To an objective view, the Bharatiya Janata Party (BJP) appears to have derived some mileage out of the recent political crisis - and its resolution through the decision of the institutions in the system to go in for a fresh general election. The crisis triggered by the Jain Commission's Interim Report served, in the first instance, to divert attention from the potentially huge damage done to the BJP's political stock and image by the Uttar Pradesh developments (refer "The Great Lucknow Circus: The BJP makes a mess of its U.P. coup", Cover Story, Frontline , Nov. 28, 1997). The big political question at this juncture seems to be whether this gain will be marginal or worse - worse, that is, for the polity and the people of India.

But one thing looks pretty much certain: no formation, let alone party, will emerge from the twelfth general election with a majority. The Indian polity appears to be divided into three broad national 'formations' - the BJP and its allies, the 14-party United Front, and the Congress(I) and its allies. But this itself might be an oversimplification. In a tight race, small numbers belonging to a fourth, unclassifiable category may tilt the balance in favour of one formation or another and, correspondingly, compound the instability.

AGAINST a backdrop of so much volatility and uncertainty, it is reassuring that the performance of the institutions of democracy has been creditable and reliable. In particular, the roles of a constitutionally circumscribed, but not quite ceremonial President and Election Commission have come in for much public appreciation.

A multi-member Election Commission is clearly better for fair, free and tension-free elections than a single-member body that is in the habit of grandstanding. The present three-member Election Commission has provided every indication that it is on top of the situation - and that it is possible to be firm, objective and reform-minded without going over the top.

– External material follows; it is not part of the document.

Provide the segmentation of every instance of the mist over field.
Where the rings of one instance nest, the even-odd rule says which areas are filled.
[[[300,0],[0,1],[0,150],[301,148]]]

During the last phase of the crisis, the focus shifted to the role of the President, the exemplary K.R. Narayanan whose objectivity, fairness and well-informed responses have served the system well and made him a very popular figure. The perhaps overlong communique from the Rashtrapati Bhavan, responding to the perceived need for transparency but appearing to cover all bases, might have given the impression that various options were open to the President. They were not.

The only constitutionally proper - and beneficial - role the President can play in the Indian system of parliamentary democracy is to play by the book. The book assigns him a very high formal role, but wisely circumscribes his substantive powers to the point of not giving him any at all. It is not open to the President to overrule "advice" relating to any subject coming from a Council of Ministers that has not lost its legitimacy in terms of publicly known Lok Sabha arithmetic. It is not the constitutional business of the head of state to plump for some mythical 'stability' against the odds. Such action has, of course, been suggested by those who are constantly calling for an extra-constitutional presidential push to the idea of 'national government' or getting Members of Parliament to bypass the party system and elect a Prime Minister on the floor of Parliament. In short, the high office of the President in the Indian system cannot be converted into any kind of escape mechanism, let alone a deus ex machina.

THIS noted, we look forward, with a number of secular and progressive concerns but not without optimism, to the coming electoral season. We share the stoicism of the authors of our opening article that "elections 1998 will be yet another way station in the evolution of the Indian polity towards a more genuinely democratic and federal structure."

We would like to share with our readers an insight passed on by a professional pollster who has worked with Frontline in the past. The voter turn-out at the national level and in various battleground States, he tells us, will make a considerable difference to the outcome of this general election. And the lower the turn-out at the national level, it seems, the better it will be for the BJP. With the Congress(I) apparently not seriously in the race to form the next elected government in New Delhi, we hope that the people of India, by turning out enthusiastically to cast their votes, will ensure a democratic and secular outcome.